15 questions with… The Maghreban
With three decades of production in many different genres under his belt, Ayman Rostom’s latest album, Connection, could be described as ‘a bit of a melting pot’ of different styles. But with praise from Pitchfork, The Quietus and Resident Advisor, plus fans including Ben UFO, Benji B and The Horrors, it might well be a candidate for dance album of 2022…
Ayman Rostom has been making music with a computer for donkeys’ years, adopting an early Mac and never looking back. He’s worked under several aliases to make music in different styles over the past three decades (jazz, hip-hop and more), but his The Maghreban moniker has garnered the most attention, with its genre-bending idiosyncrasies. Here he delivers a lesson in mixing styles, influences and technology with top advice to turn what might just be ‘pissing around’ with software into one of the albums of 2022.
1
How did you start out in music production in the first place?

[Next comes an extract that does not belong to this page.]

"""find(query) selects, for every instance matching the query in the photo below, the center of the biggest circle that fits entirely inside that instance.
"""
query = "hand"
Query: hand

Ayman Rostom: “I’ve been making music for a while under different names and in different genres. Under my own first name, Ayman, with my first jungle records in the ’90s, then as Doctor Zygote making hip-hop in the ’00s and as part of Strange U (a long time collaboration with rapper King Kashmere); and more recently as The Maghreban, my dance music project. I grew up in Guildford, which is near enough to London to benefit from some of the cultural stuff seeping out, but far enough away to have its own thing going on. An older brother and his friends helped funnel some of that stuff in my direction. A load of ’80s pop, watching Breakin’, The Cure, getting into some metal at the same time as being switched on to NWA and Public Enemy, The Pixies at the same time as Colin Dale on Kiss FM. We started recording pirate radio and then got some turntables and a mixer in 1991 and didn’t look back. It evolved from hardcore into jungle, then drum&bass, and later on I got big into hip-hop.”
“My general approach is to piss around, and to try to do something every day”
2 When and how would you say you became successful, or at least able to make a living from music?
AR: “Around 2013/14, a few things converged for me that felt like it crystalised something. I’d just had an album of library music out on Black Acre, with no samples in it, where I recorded everything myself (as Grupo Zygote). I was dropping Strange U material with King Kashmere on Eglo records, and I’d started putting stuff out as The Maghreban and it was moving. It’s not always a living, but when it is it’s a blessing.”